Other buildings of “note” along the street are the YMCA or CYMS, also mentioned on my Tourist Tips. No doubt there will be those who expect me to say something nasty about
Jackson’s Show-room. Well, surprise surprise I won’t. It has attracted enough adverse commentary from architectural experts, such as the pompous Patrick Shaffrey. True, it may not win many hearts for its beauty, but it does not block the daylight and overlook the surrounding area. It was built in the late 1970s on what had become an overgrown and derelict site. In that sense it was an improvement on what it superseded.
  Yet my anger has to be expressed at the act of vandalism carried out on the Protestant hall in October 1995. This was worthy of the Afghan Taleban. Naturally it occurred on a Saturday, the day when
Ireland’s demolition industry did so much of its work. It is hard for me to write about it, as it summons up so many ghosts which I had hoped to exorcise. I had just moved back down to Cavan from
Dublin, a place which was far from free of the stench of corruption. Yet back home in dear old Cavan I felt I had been kidnapped by country-and-Irish loving aliens and transported to another planet. The Protestant Hall was knocked on the whim of the County Council and its then chief executive, and no one was allowed to protest. Indeed anyone who even alluded to the fact that it had ever stood there ran the risk of being victimised and joining the long list of people whom the then County Manager didn’t like. As the man is now deceased I do not wish to say too much. He cannot defend himself from his grave. Let me say this much. I said what I felt needed saying when he was alive. The coven of his detractors has swelled amazingly since his untimely death. He wasn’t the only one responsible for what happened that October day. (Who’s he gettin’ at? They will ask.)
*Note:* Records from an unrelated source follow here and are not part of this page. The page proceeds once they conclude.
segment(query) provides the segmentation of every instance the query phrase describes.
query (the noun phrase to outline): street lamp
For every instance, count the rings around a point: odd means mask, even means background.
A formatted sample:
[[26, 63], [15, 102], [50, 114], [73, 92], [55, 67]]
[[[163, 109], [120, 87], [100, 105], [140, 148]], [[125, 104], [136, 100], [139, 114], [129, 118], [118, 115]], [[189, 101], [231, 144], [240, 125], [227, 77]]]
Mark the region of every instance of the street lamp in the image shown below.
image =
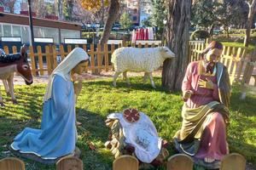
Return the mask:
[[30, 26], [30, 37], [31, 45], [34, 47], [34, 31], [33, 31], [33, 20], [31, 9], [31, 0], [27, 0], [28, 14], [29, 14], [29, 26]]

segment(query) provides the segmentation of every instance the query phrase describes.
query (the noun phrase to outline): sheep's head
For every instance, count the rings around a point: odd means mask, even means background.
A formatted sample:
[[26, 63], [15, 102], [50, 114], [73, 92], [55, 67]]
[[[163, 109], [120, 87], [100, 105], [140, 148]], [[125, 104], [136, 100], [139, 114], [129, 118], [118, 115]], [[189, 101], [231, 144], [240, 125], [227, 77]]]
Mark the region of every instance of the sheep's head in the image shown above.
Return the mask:
[[160, 51], [164, 59], [172, 59], [175, 57], [174, 53], [172, 53], [167, 47], [160, 48]]

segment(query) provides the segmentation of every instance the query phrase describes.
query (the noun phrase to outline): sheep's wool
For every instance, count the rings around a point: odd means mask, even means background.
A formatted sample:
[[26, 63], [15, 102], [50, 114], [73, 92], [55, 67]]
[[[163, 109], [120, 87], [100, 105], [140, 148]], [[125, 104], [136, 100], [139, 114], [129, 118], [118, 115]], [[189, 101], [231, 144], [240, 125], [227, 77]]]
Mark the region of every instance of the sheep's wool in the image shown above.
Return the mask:
[[152, 72], [158, 69], [164, 60], [160, 54], [160, 48], [119, 48], [113, 53], [111, 59], [116, 72]]

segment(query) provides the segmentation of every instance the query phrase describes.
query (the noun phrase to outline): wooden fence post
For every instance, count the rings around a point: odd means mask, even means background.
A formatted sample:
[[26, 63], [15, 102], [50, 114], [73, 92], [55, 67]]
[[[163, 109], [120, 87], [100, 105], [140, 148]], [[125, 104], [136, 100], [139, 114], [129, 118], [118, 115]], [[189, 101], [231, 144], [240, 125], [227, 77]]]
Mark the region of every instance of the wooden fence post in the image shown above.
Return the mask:
[[94, 44], [90, 44], [90, 52], [88, 52], [88, 54], [90, 54], [90, 69], [91, 69], [91, 72], [95, 72], [95, 62], [94, 62]]
[[96, 72], [100, 73], [102, 72], [102, 45], [100, 43], [97, 44], [97, 49], [96, 49], [96, 60], [97, 60], [97, 69]]
[[9, 48], [8, 48], [8, 46], [4, 46], [4, 47], [3, 47], [3, 51], [4, 51], [4, 53], [5, 53], [6, 54], [9, 54]]
[[48, 71], [48, 75], [50, 75], [52, 72], [52, 63], [51, 63], [51, 60], [50, 60], [50, 50], [49, 48], [51, 48], [51, 46], [45, 46], [45, 55], [46, 55], [46, 63], [47, 63], [47, 71]]
[[53, 45], [52, 46], [52, 57], [53, 57], [53, 69], [55, 69], [57, 66], [57, 52], [56, 52], [56, 46]]
[[246, 159], [240, 154], [232, 153], [225, 156], [220, 162], [220, 170], [245, 170]]
[[7, 157], [0, 160], [0, 169], [2, 170], [25, 170], [23, 161], [15, 157]]
[[108, 71], [108, 44], [104, 44], [104, 61], [105, 61], [105, 71]]
[[16, 46], [13, 46], [12, 49], [13, 49], [13, 54], [17, 53], [17, 47]]
[[256, 50], [253, 51], [250, 54], [250, 61], [247, 63], [247, 66], [244, 70], [244, 74], [241, 81], [241, 94], [240, 99], [245, 99], [247, 85], [249, 84], [250, 79], [253, 71], [254, 65], [256, 63]]
[[41, 46], [37, 47], [40, 75], [44, 75], [43, 54]]

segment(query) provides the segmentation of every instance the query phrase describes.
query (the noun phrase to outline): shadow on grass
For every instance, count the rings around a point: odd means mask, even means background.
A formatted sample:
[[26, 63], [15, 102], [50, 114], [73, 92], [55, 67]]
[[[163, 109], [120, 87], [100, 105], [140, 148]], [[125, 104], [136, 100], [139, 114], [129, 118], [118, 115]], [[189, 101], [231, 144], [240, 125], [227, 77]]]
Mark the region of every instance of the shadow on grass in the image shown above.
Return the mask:
[[[129, 90], [142, 90], [142, 91], [155, 91], [161, 92], [165, 94], [171, 94], [171, 92], [161, 87], [161, 77], [154, 77], [154, 82], [155, 83], [156, 88], [154, 88], [151, 86], [149, 81], [147, 81], [145, 84], [143, 84], [143, 77], [140, 76], [133, 76], [130, 78], [131, 85], [128, 85], [127, 82], [122, 78], [119, 78], [117, 80], [117, 86], [113, 87], [113, 79], [104, 79], [104, 80], [92, 80], [86, 82], [89, 85], [93, 86], [102, 86], [108, 87], [109, 88], [115, 88], [121, 91], [129, 91]], [[180, 92], [172, 92], [173, 94], [179, 94]]]

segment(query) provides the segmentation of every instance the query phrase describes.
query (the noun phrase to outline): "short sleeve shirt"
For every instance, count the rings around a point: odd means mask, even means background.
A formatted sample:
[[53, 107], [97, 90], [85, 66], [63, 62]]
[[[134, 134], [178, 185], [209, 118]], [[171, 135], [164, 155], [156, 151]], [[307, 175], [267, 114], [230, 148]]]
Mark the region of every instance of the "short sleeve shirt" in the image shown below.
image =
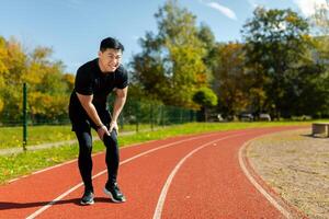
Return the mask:
[[92, 103], [97, 111], [106, 111], [106, 99], [114, 89], [124, 89], [128, 85], [128, 73], [121, 65], [114, 72], [102, 72], [99, 59], [91, 60], [81, 66], [76, 76], [75, 89], [70, 99], [70, 114], [84, 112], [78, 96], [93, 95]]

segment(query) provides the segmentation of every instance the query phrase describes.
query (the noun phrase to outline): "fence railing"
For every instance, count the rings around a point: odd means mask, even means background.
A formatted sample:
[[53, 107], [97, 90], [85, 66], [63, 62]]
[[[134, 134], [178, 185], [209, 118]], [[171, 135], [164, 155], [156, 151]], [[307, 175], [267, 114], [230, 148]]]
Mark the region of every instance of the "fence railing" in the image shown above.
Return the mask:
[[[27, 104], [29, 92], [26, 93], [26, 88], [23, 88], [22, 95], [22, 107], [13, 108], [11, 111], [2, 112], [0, 117], [0, 148], [1, 143], [4, 142], [3, 135], [7, 135], [5, 131], [9, 131], [8, 135], [13, 137], [5, 136], [7, 139], [12, 143], [20, 145], [25, 150], [27, 145], [35, 145], [38, 142], [38, 135], [53, 135], [42, 129], [48, 129], [48, 126], [57, 126], [56, 129], [63, 127], [64, 140], [67, 140], [67, 136], [70, 131], [70, 120], [68, 118], [68, 113], [61, 113], [56, 117], [47, 118], [43, 115], [33, 114], [32, 107]], [[114, 97], [109, 97], [109, 111], [112, 112]], [[67, 103], [69, 102], [69, 96]], [[67, 106], [66, 106], [67, 107]], [[68, 108], [68, 107], [67, 107]], [[63, 110], [61, 110], [63, 112]], [[163, 127], [175, 124], [183, 124], [189, 122], [196, 120], [196, 112], [193, 110], [168, 106], [163, 105], [155, 100], [145, 100], [145, 99], [134, 99], [128, 96], [124, 110], [118, 118], [118, 125], [121, 131], [140, 131], [141, 129], [154, 130], [157, 127]], [[13, 127], [11, 130], [8, 130], [7, 127]], [[32, 130], [32, 127], [39, 127], [38, 131]], [[5, 131], [4, 131], [5, 130]], [[10, 132], [12, 131], [12, 132]], [[59, 131], [60, 132], [60, 131]], [[61, 134], [57, 134], [61, 135]], [[73, 137], [73, 135], [72, 135]], [[52, 137], [49, 137], [52, 139]], [[53, 139], [54, 140], [54, 139]]]

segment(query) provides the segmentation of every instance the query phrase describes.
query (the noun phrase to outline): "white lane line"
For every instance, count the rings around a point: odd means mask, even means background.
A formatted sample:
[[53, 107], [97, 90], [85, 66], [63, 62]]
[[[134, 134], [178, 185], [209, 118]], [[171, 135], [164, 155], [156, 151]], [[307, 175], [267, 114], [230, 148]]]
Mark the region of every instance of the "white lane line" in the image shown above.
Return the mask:
[[[168, 148], [168, 147], [171, 147], [171, 146], [174, 146], [174, 145], [179, 145], [179, 143], [182, 143], [182, 142], [185, 142], [185, 141], [190, 141], [190, 140], [196, 140], [196, 139], [200, 139], [200, 138], [205, 138], [205, 137], [211, 137], [211, 136], [215, 136], [215, 135], [218, 135], [218, 132], [216, 134], [209, 134], [209, 135], [204, 135], [202, 137], [192, 137], [192, 138], [188, 138], [188, 139], [183, 139], [183, 140], [180, 140], [180, 141], [175, 141], [175, 142], [171, 142], [171, 143], [167, 143], [167, 145], [163, 145], [163, 146], [160, 146], [158, 148], [154, 148], [154, 149], [150, 149], [150, 150], [147, 150], [145, 152], [141, 152], [141, 153], [138, 153], [137, 155], [134, 155], [132, 158], [128, 158], [124, 161], [122, 161], [120, 163], [120, 165], [122, 164], [125, 164], [125, 163], [128, 163], [139, 157], [143, 157], [145, 154], [148, 154], [148, 153], [151, 153], [151, 152], [155, 152], [157, 150], [160, 150], [160, 149], [163, 149], [163, 148]], [[98, 174], [93, 175], [92, 178], [95, 178], [104, 173], [106, 173], [106, 169], [99, 172]], [[35, 218], [36, 216], [41, 215], [43, 211], [45, 211], [46, 209], [50, 208], [54, 204], [56, 204], [57, 201], [59, 201], [60, 199], [63, 199], [65, 196], [69, 195], [70, 193], [72, 193], [73, 191], [78, 189], [79, 187], [81, 187], [83, 184], [82, 183], [79, 183], [77, 185], [75, 185], [72, 188], [68, 189], [67, 192], [63, 193], [61, 195], [59, 195], [57, 198], [55, 198], [54, 200], [52, 200], [50, 203], [48, 203], [47, 205], [43, 206], [42, 208], [39, 208], [38, 210], [36, 210], [35, 212], [33, 212], [32, 215], [27, 216], [26, 219], [32, 219], [32, 218]]]
[[157, 204], [157, 207], [156, 207], [156, 210], [155, 210], [154, 219], [160, 219], [161, 218], [164, 200], [166, 200], [170, 184], [172, 183], [172, 180], [173, 180], [174, 175], [177, 174], [177, 172], [179, 171], [179, 169], [182, 166], [182, 164], [185, 162], [185, 160], [188, 158], [190, 158], [191, 155], [193, 155], [193, 153], [200, 151], [201, 149], [203, 149], [207, 146], [211, 146], [211, 145], [216, 146], [215, 142], [218, 142], [218, 141], [222, 141], [222, 140], [225, 140], [225, 139], [228, 139], [228, 138], [243, 136], [243, 135], [246, 135], [246, 134], [230, 135], [230, 136], [227, 136], [227, 137], [224, 137], [224, 138], [213, 140], [211, 142], [207, 142], [207, 143], [204, 143], [204, 145], [200, 146], [198, 148], [196, 148], [196, 149], [192, 150], [190, 153], [188, 153], [184, 158], [182, 158], [182, 160], [180, 160], [180, 162], [174, 166], [174, 169], [172, 170], [172, 172], [168, 176], [168, 178], [164, 183], [164, 186], [162, 187], [162, 191], [161, 191], [161, 194], [160, 194], [160, 197], [158, 199], [158, 204]]
[[[263, 136], [261, 136], [263, 137]], [[256, 138], [257, 139], [257, 138]], [[252, 141], [256, 139], [251, 139], [249, 141], [247, 141], [246, 143], [243, 143], [243, 146], [239, 149], [239, 164], [240, 168], [242, 169], [245, 175], [247, 176], [247, 178], [251, 182], [251, 184], [286, 218], [292, 218], [292, 215], [283, 207], [281, 206], [275, 198], [273, 198], [257, 181], [256, 178], [252, 176], [252, 174], [248, 171], [246, 164], [245, 164], [245, 159], [243, 159], [243, 151], [245, 148]]]

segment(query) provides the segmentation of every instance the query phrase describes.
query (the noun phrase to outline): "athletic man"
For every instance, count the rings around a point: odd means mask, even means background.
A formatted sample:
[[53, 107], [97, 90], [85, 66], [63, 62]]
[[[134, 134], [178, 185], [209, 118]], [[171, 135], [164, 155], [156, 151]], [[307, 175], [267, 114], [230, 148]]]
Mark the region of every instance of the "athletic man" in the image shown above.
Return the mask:
[[[69, 117], [72, 130], [79, 141], [79, 170], [84, 184], [81, 205], [92, 205], [93, 186], [91, 127], [97, 130], [106, 147], [107, 182], [104, 193], [112, 201], [123, 203], [116, 176], [118, 170], [117, 117], [125, 104], [128, 89], [127, 71], [121, 65], [124, 46], [115, 38], [104, 38], [99, 57], [82, 65], [76, 76], [75, 89], [70, 96]], [[115, 92], [113, 114], [110, 115], [106, 99]]]

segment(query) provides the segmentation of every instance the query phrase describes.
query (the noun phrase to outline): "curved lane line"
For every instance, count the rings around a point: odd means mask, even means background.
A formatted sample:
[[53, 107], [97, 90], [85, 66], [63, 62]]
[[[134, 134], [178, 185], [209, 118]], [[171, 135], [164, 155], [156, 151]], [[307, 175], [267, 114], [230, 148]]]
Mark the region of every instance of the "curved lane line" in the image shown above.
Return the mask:
[[155, 210], [154, 219], [160, 219], [161, 218], [164, 200], [166, 200], [170, 184], [171, 184], [174, 175], [177, 174], [177, 172], [179, 171], [179, 169], [182, 166], [182, 164], [185, 162], [185, 160], [188, 158], [190, 158], [191, 155], [193, 155], [193, 153], [200, 151], [201, 149], [203, 149], [207, 146], [211, 146], [215, 142], [218, 142], [218, 141], [222, 141], [222, 140], [225, 140], [225, 139], [228, 139], [228, 138], [234, 138], [234, 137], [237, 137], [237, 136], [243, 136], [243, 135], [246, 135], [246, 134], [230, 135], [230, 136], [227, 136], [227, 137], [224, 137], [224, 138], [213, 140], [211, 142], [207, 142], [207, 143], [204, 143], [204, 145], [200, 146], [198, 148], [196, 148], [196, 149], [192, 150], [190, 153], [188, 153], [184, 158], [182, 158], [180, 160], [180, 162], [174, 166], [174, 169], [172, 170], [172, 172], [168, 176], [164, 186], [162, 187], [162, 191], [161, 191], [161, 194], [160, 194], [160, 197], [158, 199], [158, 204], [157, 204], [157, 207], [156, 207], [156, 210]]
[[[257, 138], [254, 138], [257, 139]], [[242, 145], [242, 147], [239, 149], [239, 164], [242, 169], [245, 175], [250, 181], [250, 183], [286, 218], [293, 218], [290, 211], [287, 211], [283, 206], [281, 206], [275, 198], [273, 198], [252, 176], [252, 174], [248, 171], [245, 159], [243, 159], [243, 150], [254, 139], [251, 139]]]
[[[155, 152], [157, 150], [160, 150], [160, 149], [163, 149], [163, 148], [168, 148], [168, 147], [171, 147], [171, 146], [174, 146], [174, 145], [179, 145], [179, 143], [182, 143], [182, 142], [185, 142], [185, 141], [190, 141], [190, 140], [195, 140], [195, 139], [200, 139], [200, 138], [205, 138], [205, 137], [211, 137], [211, 136], [215, 136], [215, 135], [218, 135], [218, 132], [215, 132], [215, 134], [209, 134], [209, 135], [204, 135], [202, 137], [192, 137], [192, 138], [188, 138], [188, 139], [184, 139], [184, 140], [180, 140], [180, 141], [175, 141], [175, 142], [171, 142], [171, 143], [167, 143], [167, 145], [163, 145], [163, 146], [160, 146], [158, 148], [154, 148], [154, 149], [150, 149], [150, 150], [147, 150], [145, 152], [141, 152], [141, 153], [138, 153], [137, 155], [134, 155], [132, 158], [128, 158], [122, 162], [120, 162], [120, 165], [123, 165], [125, 163], [128, 163], [137, 158], [140, 158], [145, 154], [148, 154], [148, 153], [151, 153], [151, 152]], [[104, 173], [106, 173], [106, 169], [99, 172], [98, 174], [93, 175], [92, 178], [95, 178]], [[38, 210], [36, 210], [35, 212], [33, 212], [32, 215], [27, 216], [26, 219], [32, 219], [32, 218], [35, 218], [36, 216], [41, 215], [43, 211], [45, 211], [46, 209], [50, 208], [53, 205], [55, 205], [57, 201], [61, 200], [64, 197], [66, 197], [67, 195], [69, 195], [70, 193], [72, 193], [73, 191], [78, 189], [79, 187], [81, 187], [83, 185], [83, 183], [79, 183], [77, 185], [75, 185], [73, 187], [71, 187], [70, 189], [68, 189], [67, 192], [63, 193], [61, 195], [59, 195], [57, 198], [55, 198], [54, 200], [52, 200], [50, 203], [48, 203], [47, 205], [43, 206], [42, 208], [39, 208]]]

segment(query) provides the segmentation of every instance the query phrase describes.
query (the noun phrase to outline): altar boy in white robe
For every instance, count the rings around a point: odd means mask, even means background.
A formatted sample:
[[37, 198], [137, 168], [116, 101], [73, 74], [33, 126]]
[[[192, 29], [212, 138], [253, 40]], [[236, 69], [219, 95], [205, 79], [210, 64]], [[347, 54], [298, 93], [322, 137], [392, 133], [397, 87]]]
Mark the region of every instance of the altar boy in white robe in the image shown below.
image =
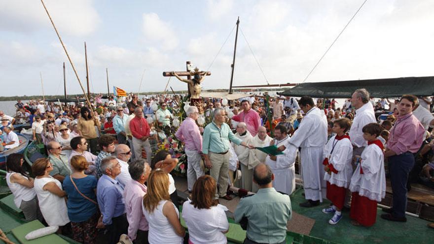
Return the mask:
[[[287, 135], [287, 128], [283, 125], [277, 125], [274, 128], [275, 139], [270, 142], [270, 145], [279, 146], [284, 145], [289, 139]], [[276, 190], [290, 195], [295, 189], [295, 157], [294, 153], [288, 150], [283, 151], [284, 154], [279, 155], [268, 155], [265, 158], [265, 164], [270, 166], [274, 174], [273, 187]]]
[[[247, 125], [244, 122], [239, 123], [237, 125], [237, 133], [235, 136], [241, 139], [246, 144], [251, 144], [253, 137], [247, 130]], [[241, 145], [233, 143], [234, 150], [238, 157], [240, 166], [241, 167], [241, 188], [252, 191], [252, 185], [253, 184], [253, 169], [249, 169], [249, 154], [250, 149]]]
[[362, 153], [350, 184], [352, 192], [350, 217], [354, 225], [370, 226], [375, 223], [377, 202], [386, 196], [383, 146], [377, 138], [382, 130], [375, 123], [368, 124], [362, 129], [368, 146]]
[[324, 148], [324, 179], [327, 181], [327, 199], [333, 205], [323, 209], [325, 213], [334, 213], [328, 223], [335, 225], [342, 217], [342, 210], [345, 202], [347, 189], [353, 174], [353, 145], [350, 137], [345, 133], [351, 126], [347, 118], [333, 122], [333, 132], [336, 135], [328, 140]]
[[[263, 126], [259, 126], [258, 128], [258, 133], [256, 136], [252, 139], [252, 144], [255, 147], [265, 147], [270, 145], [270, 142], [273, 140], [271, 137], [267, 135], [267, 129]], [[265, 158], [267, 154], [265, 152], [258, 149], [251, 150], [249, 154], [249, 165], [248, 168], [249, 170], [253, 169], [260, 163], [265, 163]], [[252, 191], [256, 192], [258, 190], [257, 184], [253, 184], [252, 185]]]
[[305, 115], [298, 129], [286, 145], [279, 147], [289, 150], [295, 155], [299, 147], [305, 198], [307, 201], [300, 206], [309, 208], [318, 206], [326, 197], [326, 181], [324, 179], [323, 151], [327, 142], [327, 119], [324, 111], [315, 105], [313, 99], [304, 96], [298, 105]]

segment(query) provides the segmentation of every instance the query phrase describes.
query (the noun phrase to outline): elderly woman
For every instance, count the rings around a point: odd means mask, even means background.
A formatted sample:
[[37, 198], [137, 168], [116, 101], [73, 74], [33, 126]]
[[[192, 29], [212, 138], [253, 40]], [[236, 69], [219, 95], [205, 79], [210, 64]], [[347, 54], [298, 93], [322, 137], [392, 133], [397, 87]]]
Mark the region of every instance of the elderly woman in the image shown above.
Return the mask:
[[14, 203], [17, 208], [23, 210], [24, 217], [28, 221], [36, 218], [43, 219], [39, 206], [36, 192], [33, 189], [34, 179], [23, 169], [24, 156], [19, 153], [12, 153], [7, 157], [6, 168], [6, 182], [14, 196]]
[[72, 174], [64, 180], [63, 188], [68, 194], [73, 238], [80, 243], [95, 243], [100, 216], [95, 194], [98, 181], [94, 176], [84, 174], [88, 167], [84, 157], [73, 156], [71, 163]]
[[97, 119], [92, 119], [91, 112], [87, 107], [82, 107], [81, 117], [78, 119], [77, 124], [80, 135], [87, 140], [90, 146], [91, 152], [96, 155], [98, 139], [95, 126], [99, 127], [100, 124]]
[[[240, 122], [237, 125], [237, 133], [235, 136], [239, 138], [246, 144], [252, 144], [253, 137], [247, 130], [247, 125], [244, 122]], [[252, 191], [253, 182], [253, 167], [249, 166], [249, 154], [250, 149], [240, 145], [232, 142], [234, 150], [238, 157], [238, 161], [241, 167], [241, 188]]]
[[224, 244], [229, 223], [226, 207], [214, 199], [217, 184], [209, 175], [200, 177], [193, 187], [191, 200], [182, 205], [182, 218], [188, 227], [189, 243]]
[[69, 223], [65, 197], [60, 181], [50, 175], [53, 165], [49, 158], [37, 159], [32, 165], [36, 176], [35, 190], [44, 218], [50, 226], [63, 226]]
[[168, 191], [170, 195], [170, 199], [177, 208], [179, 205], [178, 195], [175, 187], [175, 180], [173, 179], [173, 177], [170, 174], [170, 172], [175, 169], [178, 162], [178, 160], [176, 158], [172, 158], [172, 156], [169, 153], [169, 152], [165, 150], [162, 150], [157, 153], [151, 161], [151, 168], [152, 170], [160, 169], [167, 174], [169, 182]]
[[68, 133], [69, 130], [66, 126], [64, 125], [60, 126], [59, 130], [60, 132], [61, 135], [60, 137], [56, 138], [56, 141], [60, 144], [61, 146], [62, 146], [62, 152], [69, 158], [70, 156], [71, 155], [71, 150], [72, 149], [71, 146], [71, 142], [72, 137], [71, 134]]
[[180, 222], [178, 209], [170, 201], [169, 177], [163, 171], [154, 171], [149, 175], [143, 210], [149, 223], [149, 243], [183, 243], [185, 231]]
 The Protestant Hall was a building I had grown up with. It had served as the venue for the Cavan Arts Exhibition for many years, as well as a venue for concerts. I recall attending one by the Douglas Gunn Ensemble and being surprised by how good the acoustics were. This reminds me of the joke about the world-famous conductor who was once asked to give a concert in a small parish hall in Kerry. “The acoustics in here are terrible” he complained to the caretaker. “Ah sure haven’t I been puttin’ down traps for the hoors for over a year…” answered the caretaker.It was sad to see its site taken over as a stopping-off point for migratory birds in the winter. I recall one dark December day in 1996, following a particularly heavy rain shower, looking at the spot which had once echoed to music but which was now occupied by a small lake, the only sound the incessant thud of cold raindrops. Not even the ducks stayed there for long. Sick Transit Gloria Mundy.